When London first picked up baseball, they had a rivalry with Guelph. At least 10,000 people would show up to the games featuring the London Tecumsehs and the Guelph Maple Leafs. However, you don’t see as many people fill up Labatt Memorial Park these days when the London Majors play.
“People are more into what they’re into on their own, and people don’t seem to gather,” says author and former London Free Press reporter Brian “Chip” Martin, “Now, young people might gather for rock concerts and that sort of thing, and older people might get together for the theater or the orchestra or something like that, but there’s more things that we can do.”

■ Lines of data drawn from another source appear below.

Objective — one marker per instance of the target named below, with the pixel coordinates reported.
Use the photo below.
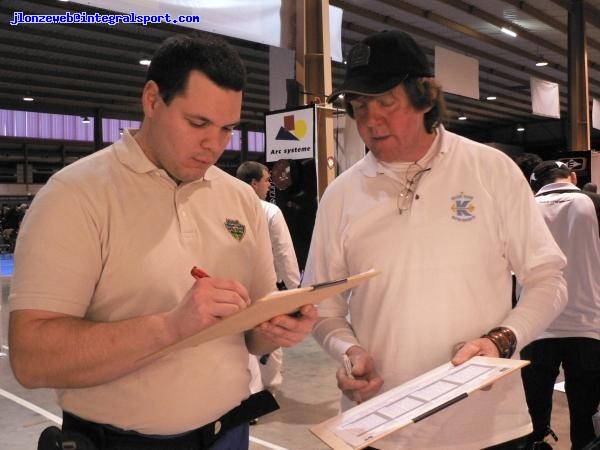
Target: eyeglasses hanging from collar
(406, 195)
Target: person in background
(268, 372)
(573, 338)
(591, 190)
(102, 272)
(429, 210)
(527, 162)
(590, 187)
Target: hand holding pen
(358, 379)
(208, 300)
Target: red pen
(197, 272)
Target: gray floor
(308, 396)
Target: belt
(105, 436)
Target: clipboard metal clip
(329, 283)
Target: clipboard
(412, 402)
(265, 308)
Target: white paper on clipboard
(411, 402)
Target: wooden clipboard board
(332, 433)
(267, 307)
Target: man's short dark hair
(548, 172)
(251, 170)
(527, 162)
(178, 55)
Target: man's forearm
(69, 352)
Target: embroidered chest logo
(235, 228)
(462, 207)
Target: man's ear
(150, 98)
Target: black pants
(580, 359)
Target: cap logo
(359, 55)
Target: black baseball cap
(546, 172)
(381, 61)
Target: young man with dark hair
(102, 271)
(573, 338)
(266, 370)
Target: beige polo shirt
(112, 237)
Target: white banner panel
(290, 134)
(458, 74)
(545, 98)
(255, 21)
(596, 114)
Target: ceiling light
(511, 33)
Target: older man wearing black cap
(445, 220)
(573, 339)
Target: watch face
(280, 174)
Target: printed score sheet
(267, 307)
(411, 402)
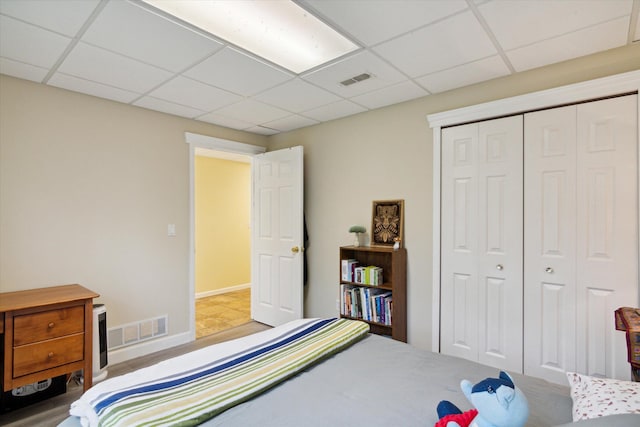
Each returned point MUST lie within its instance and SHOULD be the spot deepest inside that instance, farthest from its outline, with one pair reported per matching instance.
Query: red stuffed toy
(464, 419)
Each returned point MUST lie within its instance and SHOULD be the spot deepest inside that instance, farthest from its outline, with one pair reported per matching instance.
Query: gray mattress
(381, 382)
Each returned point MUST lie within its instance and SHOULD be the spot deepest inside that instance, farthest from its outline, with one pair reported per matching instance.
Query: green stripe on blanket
(194, 400)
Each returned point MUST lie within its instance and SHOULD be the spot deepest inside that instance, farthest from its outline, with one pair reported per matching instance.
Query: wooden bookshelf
(394, 272)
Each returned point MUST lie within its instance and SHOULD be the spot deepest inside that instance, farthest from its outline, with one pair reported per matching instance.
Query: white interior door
(277, 237)
(607, 257)
(550, 243)
(481, 239)
(581, 239)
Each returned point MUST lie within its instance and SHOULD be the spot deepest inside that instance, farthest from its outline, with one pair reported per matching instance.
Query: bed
(362, 379)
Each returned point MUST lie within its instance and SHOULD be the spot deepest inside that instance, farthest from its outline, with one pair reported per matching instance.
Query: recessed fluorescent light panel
(277, 30)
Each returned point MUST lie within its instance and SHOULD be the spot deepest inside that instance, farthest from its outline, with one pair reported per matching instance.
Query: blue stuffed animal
(497, 401)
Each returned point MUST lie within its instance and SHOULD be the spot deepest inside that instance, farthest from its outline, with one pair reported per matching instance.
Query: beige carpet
(219, 312)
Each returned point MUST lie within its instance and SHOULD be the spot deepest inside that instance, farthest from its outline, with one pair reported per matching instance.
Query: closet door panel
(481, 273)
(607, 272)
(500, 243)
(459, 241)
(550, 243)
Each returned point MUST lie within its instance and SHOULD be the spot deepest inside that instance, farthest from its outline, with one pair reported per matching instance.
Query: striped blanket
(192, 388)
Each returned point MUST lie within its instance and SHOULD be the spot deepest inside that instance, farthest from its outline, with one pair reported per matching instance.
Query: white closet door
(550, 243)
(459, 240)
(482, 242)
(581, 237)
(607, 243)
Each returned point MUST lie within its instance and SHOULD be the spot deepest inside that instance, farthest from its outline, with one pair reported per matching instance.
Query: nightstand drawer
(30, 328)
(31, 358)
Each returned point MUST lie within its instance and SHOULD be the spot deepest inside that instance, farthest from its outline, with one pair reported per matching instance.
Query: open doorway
(222, 219)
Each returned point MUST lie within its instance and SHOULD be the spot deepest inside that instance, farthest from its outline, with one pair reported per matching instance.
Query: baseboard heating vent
(133, 333)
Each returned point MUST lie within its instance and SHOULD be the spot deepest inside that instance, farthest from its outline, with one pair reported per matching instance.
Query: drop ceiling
(123, 51)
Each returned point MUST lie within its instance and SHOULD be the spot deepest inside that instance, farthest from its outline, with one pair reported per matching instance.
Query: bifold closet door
(481, 242)
(581, 237)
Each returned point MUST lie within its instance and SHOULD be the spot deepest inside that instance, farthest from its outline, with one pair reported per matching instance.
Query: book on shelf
(348, 269)
(369, 304)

Martin thinks there would be higher attendance once London learns about the history behind it. As an author of Baseball Creation Myth and The Tecumsehs of The International Association, he wants to educate Canada about the origins and history of baseball. The author spoke at the London Public Library Central location about the London Tecumsehs, the first Major League Baseball Champions in Canada. He says that baseball came to Canada before hockey, and started in Beachville, Ontario.
“I think in Canada, we fail to appreciate the fact that we are in the ground floor of baseball history. It’s not an American game, it’s a North American game,” he says, adding that there is a lot of baseball in Southwestern Ontario communities. “You can go through all these small towns like Bright, Glanworth, or Poplar Hill or some of these places, and they may be too small for an arena, or they don’t have an arena, but just about every one of these small communities in rural Southwestern Ontario has a ball diamond, and there’s a long history of people gathering at ball diamonds in our short Canadian summers, playing games against rival communities, having fun, bonding as a community, and baseball is much of part of our history as the Americans.